[PATCH] Vmchannel PCI device.

Previous thread: [PATCH 02/36] KVM: x86 emulator: consolidate emulation of two operand instructions by Avi Kivity on Sunday, December 14, 2008 - 1:06 am. (37 messages)

Next thread: [PATCH] AF_VMCHANNEL address family for guest<->host communication. by Gleb Natapov on Sunday, December 14, 2008 - 4:50 am. (29 messages)
From: Gleb Natapov
Date: Sunday, December 14, 2008 - 4:50 am

There is a need for communication channel between host and various
agents that are running inside a VM guest. The channel will be used
for statistic gathering, logging, cut &amp; paste, host screen resolution
changes notification, guest configuration etc.

It is undesirable to use TCP/IP for this purpose since network
connectivity may not exist between host and guest and if it exists the
traffic can be not routable between host and guest for security reasons
or TCP/IP traffic can be firewalled (by mistake) by unsuspecting VM user.

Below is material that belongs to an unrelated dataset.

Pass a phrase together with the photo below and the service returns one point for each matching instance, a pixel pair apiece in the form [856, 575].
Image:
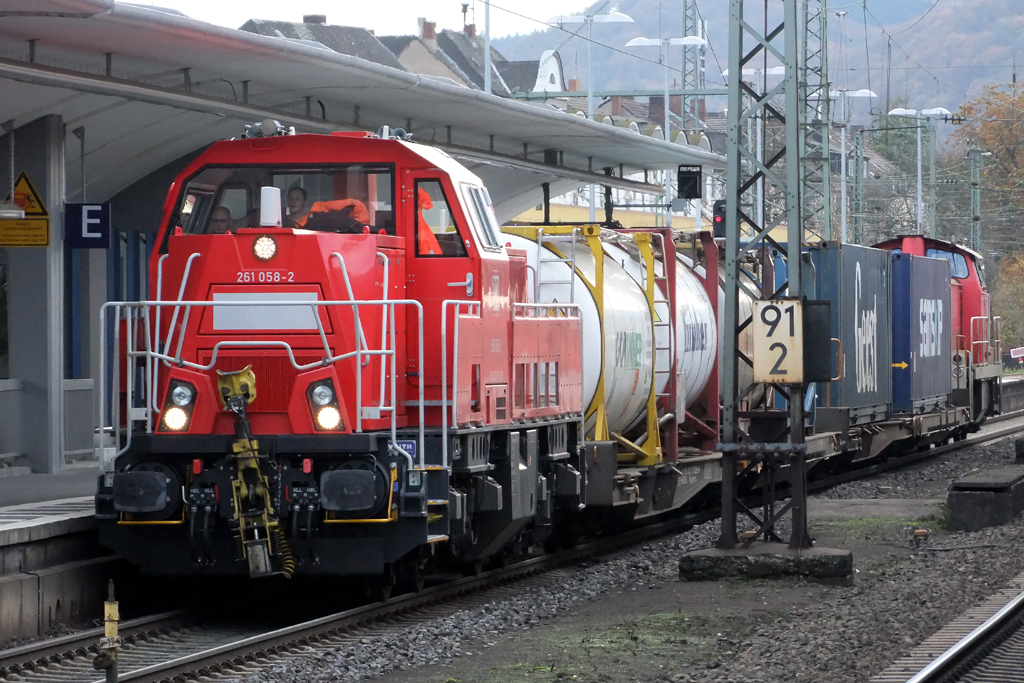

The patch implements separate PCI device for this type of communication.
To create a channel &quot;-vmchannel channel:dev&quot; option should be specified
on qemu commmand line during VM launch.

Signed-off-by: Gleb Natapov &lt;gleb@redhat.com&gt;
---

 Makefile.target       |    2 
 hw/pc.c               |    8 +
 hw/virtio-vmchannel.c |  283 +++++++++++++++++++++++++++++++++++++++++++++++++
 hw/virtio-vmchannel.h |   19 +++
 sysemu.h              |    4 +
 vl.c                  |   35 ++++++
 6 files changed, 344 insertions(+), 7 deletions(-)
 create mode 100644 hw/virtio-vmchannel.c
 create mode 100644 hw/virtio-vmchannel.h

diff --git a/Makefile.target b/Makefile.target
index 8c649be..d9f5aad 100644
--- a/Makefile.target
+++ b/Makefile.target
@@ -637,7 +637,7 @@ OBJS+= fdc.o mc146818rtc.o serial.o i8259.o i8254.o pcspk.o pc.o
 OBJS+= cirrus_vga.o apic.o parallel.o acpi.o piix_pci.o
 OBJS+= usb-uhci.o vmmouse.o vmport.o vmware_vga.o
 # virtio support
-OBJS+= virtio.o virtio-blk.o virtio-balloon.o
+OBJS+= virtio.o virtio-blk.o virtio-balloon.o virtio-vmchannel.o
 CPPFLAGS += -DHAS_AUDIO -DHAS_AUDIO_CHOICE
 endif
 ifeq ($(TARGET_BASE_ARCH), ppc)
diff --git a/hw/pc.c b/hw/pc.c
index 73dd8bc..57e3b1d 100644
--- a/hw/pc.c
+++ b/hw/pc.c
@@ -1095,7 +1095,7 @@ static void pc_init1(ram_addr_t ram_size, int vga_ram_size,
         }
     }
 
-    /* Add virtio block devices */
+    /* Add virtio devices */
     if (pci_enabled) {
         int index;
         ...
From: Blue Swirl
Date: Sunday, December 14, 2008 - 5:28 am

Isn't this exactly what the firmware configuration device was supposed
to be used for? In the list of use cases you gave, I don't see
anything that could not be done with it.

So, to avoid duplicated functionality, I'd add the missing pieces to
the configuration device and if PCI compatibility is desired, the
firmware configuration device IO port could be handled by a wrapper
PCI device much like what you proposed.
--

From: Gleb Natapov
Date: Sunday, December 14, 2008 - 6:12 am

The requirement for firmware configuration interface was different. We
wanted something simple that we can use as early as possible in cpu init
code and performance was not considered at all. Obviously PCI device doesn't
fit for this. We don't want to write PCI driver inside a BIOS and PCI
initialization is too late in HW initialization sequence.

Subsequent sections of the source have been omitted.